The sign that it's the message has been accurately received is when people talk like this: "Surely the LORD is in this place!" (Gen. 28:15-17) The worst thing that could happen to the God Movement would be for God's manifest presence to be withdrawn. (Ex. 33:15-16)

The core distinctive of Real Church is the experiential reality of God-With-Us. Our uniqueness is not that a church has a fair-trade coffee bar, or awesome stage lighting, or its own iPhone app, or that it has pastors who look and dress like the Jonas Brothers. Our uniqueness is not that we are trying to imitate and duplicate culture so that we blend in with culture and be cool with culture and get tight with culture (which is surely the apex of non-uniqueness and not-distinctiveness). 

Our great distinctive is this: We have God and God's presence. We have answers to the ultimate questions. We have Christ in us, the hope of glory. That's not bad. And, BTW, this core distinctive costs no money to maintain.
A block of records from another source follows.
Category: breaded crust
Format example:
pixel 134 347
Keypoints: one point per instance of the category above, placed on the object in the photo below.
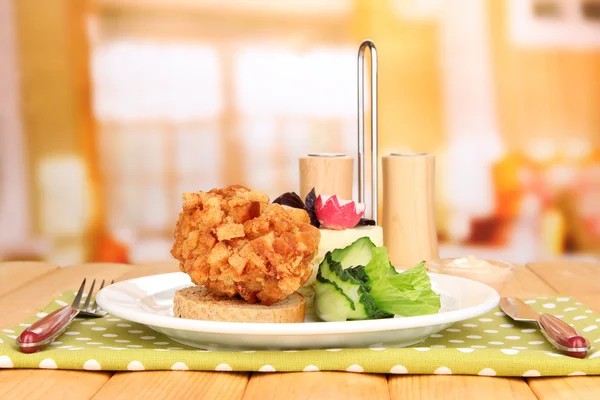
pixel 196 302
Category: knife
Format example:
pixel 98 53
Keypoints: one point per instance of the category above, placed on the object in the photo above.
pixel 560 334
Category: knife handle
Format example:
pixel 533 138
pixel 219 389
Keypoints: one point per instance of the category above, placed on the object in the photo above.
pixel 45 330
pixel 562 336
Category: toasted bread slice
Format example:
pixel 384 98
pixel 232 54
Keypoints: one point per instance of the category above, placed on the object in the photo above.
pixel 196 302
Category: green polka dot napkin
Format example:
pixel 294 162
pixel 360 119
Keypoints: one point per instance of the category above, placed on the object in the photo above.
pixel 490 345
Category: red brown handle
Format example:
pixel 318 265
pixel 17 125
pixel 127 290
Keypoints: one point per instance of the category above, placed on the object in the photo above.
pixel 44 331
pixel 563 336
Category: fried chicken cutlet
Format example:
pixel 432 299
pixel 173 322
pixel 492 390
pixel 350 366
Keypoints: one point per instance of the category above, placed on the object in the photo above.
pixel 234 242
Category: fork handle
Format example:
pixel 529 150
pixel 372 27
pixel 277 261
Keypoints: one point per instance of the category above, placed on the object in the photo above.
pixel 45 330
pixel 562 336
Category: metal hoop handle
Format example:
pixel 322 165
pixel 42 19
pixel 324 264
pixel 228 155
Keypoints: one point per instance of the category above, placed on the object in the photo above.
pixel 361 127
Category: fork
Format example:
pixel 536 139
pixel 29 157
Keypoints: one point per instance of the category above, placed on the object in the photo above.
pixel 43 332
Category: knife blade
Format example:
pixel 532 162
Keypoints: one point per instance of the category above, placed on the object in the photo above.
pixel 560 334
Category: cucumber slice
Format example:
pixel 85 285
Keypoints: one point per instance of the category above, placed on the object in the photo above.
pixel 362 304
pixel 331 304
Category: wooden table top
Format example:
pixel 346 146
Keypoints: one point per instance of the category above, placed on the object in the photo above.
pixel 27 287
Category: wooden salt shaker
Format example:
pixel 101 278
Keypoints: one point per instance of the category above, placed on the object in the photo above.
pixel 410 232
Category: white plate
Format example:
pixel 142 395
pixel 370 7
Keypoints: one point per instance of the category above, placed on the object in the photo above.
pixel 149 301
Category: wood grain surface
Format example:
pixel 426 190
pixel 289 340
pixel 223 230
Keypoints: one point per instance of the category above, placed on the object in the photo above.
pixel 33 285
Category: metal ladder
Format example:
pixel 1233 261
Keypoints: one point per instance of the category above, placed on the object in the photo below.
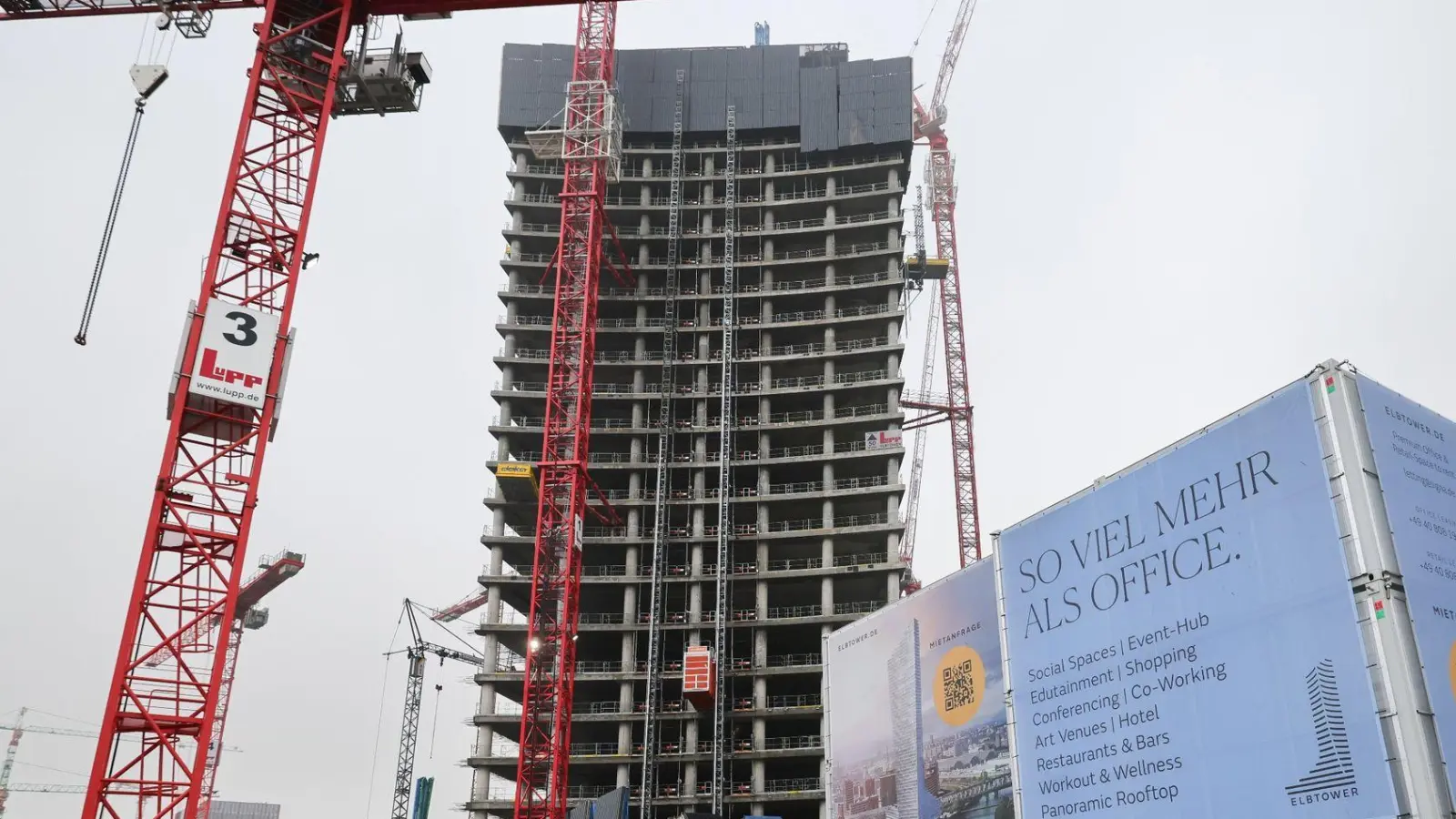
pixel 725 419
pixel 664 460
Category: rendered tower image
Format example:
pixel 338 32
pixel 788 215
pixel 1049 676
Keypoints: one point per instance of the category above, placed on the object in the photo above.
pixel 914 797
pixel 761 184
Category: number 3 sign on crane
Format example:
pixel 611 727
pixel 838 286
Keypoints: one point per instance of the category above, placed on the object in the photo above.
pixel 235 354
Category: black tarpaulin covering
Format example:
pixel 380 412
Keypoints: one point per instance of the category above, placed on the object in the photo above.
pixel 834 101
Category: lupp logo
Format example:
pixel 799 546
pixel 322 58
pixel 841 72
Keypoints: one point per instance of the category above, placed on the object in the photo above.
pixel 1332 777
pixel 211 370
pixel 960 685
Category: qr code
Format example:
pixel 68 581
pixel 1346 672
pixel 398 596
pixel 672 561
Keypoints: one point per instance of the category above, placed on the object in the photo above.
pixel 960 688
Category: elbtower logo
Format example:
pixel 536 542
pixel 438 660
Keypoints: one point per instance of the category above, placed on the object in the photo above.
pixel 1332 775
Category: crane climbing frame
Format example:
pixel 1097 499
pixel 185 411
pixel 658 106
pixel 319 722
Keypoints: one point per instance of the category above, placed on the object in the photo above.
pixel 229 383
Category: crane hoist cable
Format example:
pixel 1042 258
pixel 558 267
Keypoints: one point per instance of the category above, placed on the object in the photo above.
pixel 147 77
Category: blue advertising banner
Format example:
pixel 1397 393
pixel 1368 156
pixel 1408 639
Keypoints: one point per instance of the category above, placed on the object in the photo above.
pixel 916 707
pixel 1183 639
pixel 1412 453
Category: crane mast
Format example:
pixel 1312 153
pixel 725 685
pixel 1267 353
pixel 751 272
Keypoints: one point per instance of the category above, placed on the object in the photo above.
pixel 957 404
pixel 203 503
pixel 419 652
pixel 9 758
pixel 590 136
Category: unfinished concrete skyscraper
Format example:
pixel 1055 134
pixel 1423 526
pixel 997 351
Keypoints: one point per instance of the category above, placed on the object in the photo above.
pixel 754 460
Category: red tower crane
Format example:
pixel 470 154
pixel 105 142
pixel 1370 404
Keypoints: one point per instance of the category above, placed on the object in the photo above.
pixel 230 379
pixel 956 405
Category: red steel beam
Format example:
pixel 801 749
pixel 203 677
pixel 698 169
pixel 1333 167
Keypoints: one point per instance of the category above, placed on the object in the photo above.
pixel 203 503
pixel 551 658
pixel 48 9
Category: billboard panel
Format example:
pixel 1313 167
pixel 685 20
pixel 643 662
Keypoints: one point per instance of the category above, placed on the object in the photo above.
pixel 916 707
pixel 1183 637
pixel 1414 452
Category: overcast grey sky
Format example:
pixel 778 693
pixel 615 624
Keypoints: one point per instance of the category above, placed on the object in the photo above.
pixel 1168 208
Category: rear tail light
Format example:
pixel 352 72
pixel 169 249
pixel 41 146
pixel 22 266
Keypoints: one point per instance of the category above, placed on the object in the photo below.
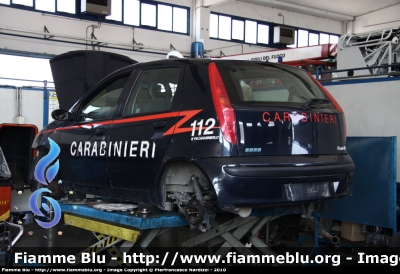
pixel 222 104
pixel 333 101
It's not evil for a church to have a fair-trade coffee bar. I probably like coffee more than you do. Coffee-drinking was so much a part of my Finnish background that my grandmother literally had tears in her eyes when she learned that I started to drink coffee. But something has gone very wrong when God communicates to us One Thing ("Better is one day in My presence") and it gets transcripted as another thing ("Better is one day with my barista").